Merhaba değerli dostlar.
Dua ile ilgili sohbetimize kaldığımız yerden devam edelim.
Hani demiştik ya, yüce Mevla’mız dan bir isteğimiz olduğunda elimiz boş olmasın. Malikil Mülk olan Rahman’ın hiçbir şeye ihtiyacı yoktur amma bizim elimizin boş olmaması icap etmektedir. Bu kulluğun bir gereğidir.
Hiçbir karşılık beklemeden kullarına sayısız nimetleri bahşeden yüce Allah, kullarının da kendisini örnek alıp cömert olmasını ister ve cömert olan kullarını da çok sever.

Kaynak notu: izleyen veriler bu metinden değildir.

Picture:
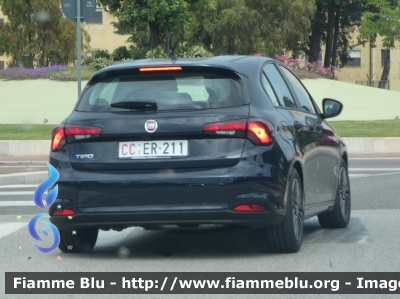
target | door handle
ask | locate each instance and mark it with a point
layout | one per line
(298, 126)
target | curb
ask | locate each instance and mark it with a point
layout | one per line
(24, 147)
(23, 178)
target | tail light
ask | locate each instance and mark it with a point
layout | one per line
(257, 131)
(250, 208)
(62, 136)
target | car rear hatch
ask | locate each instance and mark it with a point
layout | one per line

Cenabı Mevla kullarının kimlere nasıl iyilik yapması gerektiğini, kimlerin bu iyilik sürecinde öncelikli olduğunu da belirlemiştir.
Bu kuralın en temel özelliği yakından uzağa doğru bir silsile takip etmesidir. Cuma hutbesinin sonunda okunan ayette olduğu gibi Allah(cc) yakın akrabaya bakmayı emreder. Aslında bu genel bir emirdir. Hayatın normal akışı içerisinde Müslüman’ın anne babasından başlamak üzere yakınların ihtiyaçlarını imkanları ölçüsünde karşılaması ayetle sabit bir zorunluluktur. Rabbimizden özel bir isteğimiz olduğunda bu standart iyiliğe ilaveten, komşu hakkı, hasta hakkı, miskin hakkı, öksüz ve yetim hakkı gibi iyilik sınırlarını daha fazla genişletip Rabbimizin huzuruna varıp el açıp, boyun büküp, göz yaşı döküp halimizi arz etmemizdir.
Hastamıza şifa mı istiyoruz, borçlarımızdan kurtulmak mı istiyoruz, kendimize, ya da evladımıza helal rızk mı istiyoruz, evlenme yaşına gelen evlatlarımıza hayırlı eş mi istiyoruz, devlet kapısında bekleyen bir işimizin hallolmasını mı istiyoruz vs. bu böyle devam eder. İşte o zaman önce Allah için bir iyilikte bulunmak gerekiyor. Kötülüğün küçüğünü nasıl önemsiyorsak, iyiliğin de küçüğünü önemseyip, elimizden ne geliyorsa onu yapıp rabbimizin huzuruna elimiz boş gitmemeliyiz. Yarım hurma ile bile olsa cenneti satın almak için gayret göstermeliyiz.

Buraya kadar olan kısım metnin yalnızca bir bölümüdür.